Monday, 27 July 2015

Rubha Carrach

Despite the forecast for today being for heavy rain, we set out to walk from Achnaha to the end of the headland called Rubha Carrach, above the cliff sometimes known as the Cat's Face, at the base of which lie Glendrian Caves. The easiest way to get to it is to follow the old track from Achanha to Plocaig as far as the ford on the Allt Sanna....

....crossing it by the stepping stones, and then heading for one of the many gaps in the line of hills to the northeast, from which there are....

....good views all around. This picture looks back to Achnaha, with the ridge called Beinn na h-Imielte running behind it.

The countryside beyond is a rolling landscape of exposed, rounded rock and intervening bog land, all a bit dismal, particularly on a dull day.
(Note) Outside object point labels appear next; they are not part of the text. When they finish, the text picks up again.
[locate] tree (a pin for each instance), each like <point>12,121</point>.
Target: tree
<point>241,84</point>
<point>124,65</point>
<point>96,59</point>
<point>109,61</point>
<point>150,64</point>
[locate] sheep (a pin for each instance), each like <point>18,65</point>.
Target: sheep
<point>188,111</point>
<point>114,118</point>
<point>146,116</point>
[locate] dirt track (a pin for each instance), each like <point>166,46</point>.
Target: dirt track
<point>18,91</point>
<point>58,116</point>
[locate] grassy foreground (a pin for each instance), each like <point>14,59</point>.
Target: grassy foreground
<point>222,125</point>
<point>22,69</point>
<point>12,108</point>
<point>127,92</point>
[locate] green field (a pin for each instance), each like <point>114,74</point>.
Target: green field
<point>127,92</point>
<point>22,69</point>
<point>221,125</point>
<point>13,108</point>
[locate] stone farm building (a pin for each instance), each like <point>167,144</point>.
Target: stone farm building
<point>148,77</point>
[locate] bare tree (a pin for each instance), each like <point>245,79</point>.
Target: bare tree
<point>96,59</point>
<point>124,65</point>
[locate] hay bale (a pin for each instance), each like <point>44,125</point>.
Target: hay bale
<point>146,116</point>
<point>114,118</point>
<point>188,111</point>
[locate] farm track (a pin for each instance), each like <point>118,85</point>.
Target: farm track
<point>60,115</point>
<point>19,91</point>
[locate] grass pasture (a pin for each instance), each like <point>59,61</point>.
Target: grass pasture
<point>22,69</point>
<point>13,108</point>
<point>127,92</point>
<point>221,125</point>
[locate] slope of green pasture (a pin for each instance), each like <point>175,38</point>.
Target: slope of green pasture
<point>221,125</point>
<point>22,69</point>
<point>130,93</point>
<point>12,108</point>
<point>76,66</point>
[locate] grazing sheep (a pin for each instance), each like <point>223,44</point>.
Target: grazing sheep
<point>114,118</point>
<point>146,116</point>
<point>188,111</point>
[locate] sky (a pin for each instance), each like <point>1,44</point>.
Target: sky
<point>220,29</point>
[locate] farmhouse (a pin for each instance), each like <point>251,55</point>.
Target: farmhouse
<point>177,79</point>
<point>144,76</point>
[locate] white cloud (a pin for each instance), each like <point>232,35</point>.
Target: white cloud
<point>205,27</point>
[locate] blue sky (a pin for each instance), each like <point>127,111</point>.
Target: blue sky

In fact, the forecast was wrong, as we only had the occasional drops of rain, and the walking good.

Rubha Carrach, with its views of Muck and Rum to the north, has a remarkably flat top from the edge of which....

....one looks straight down into the bay below. One island in particular is home to a seal colony. Look carefully at this picture and you can count at least twenty, as well as a few cormorants or shags.

From the end of the headland one can look southwest towards Sanna across a wide bay which doesn't have a name. It must have, yet it isn't given on any of the OS maps, however far one goes back.

This is the view east, along the north shore to the distant hills of Moidart.

The end of the headland is a pretty bleak, windswept place, where the vegetation hardly dares grow above 6" tall, yet the ling is further forward here than anywhere else.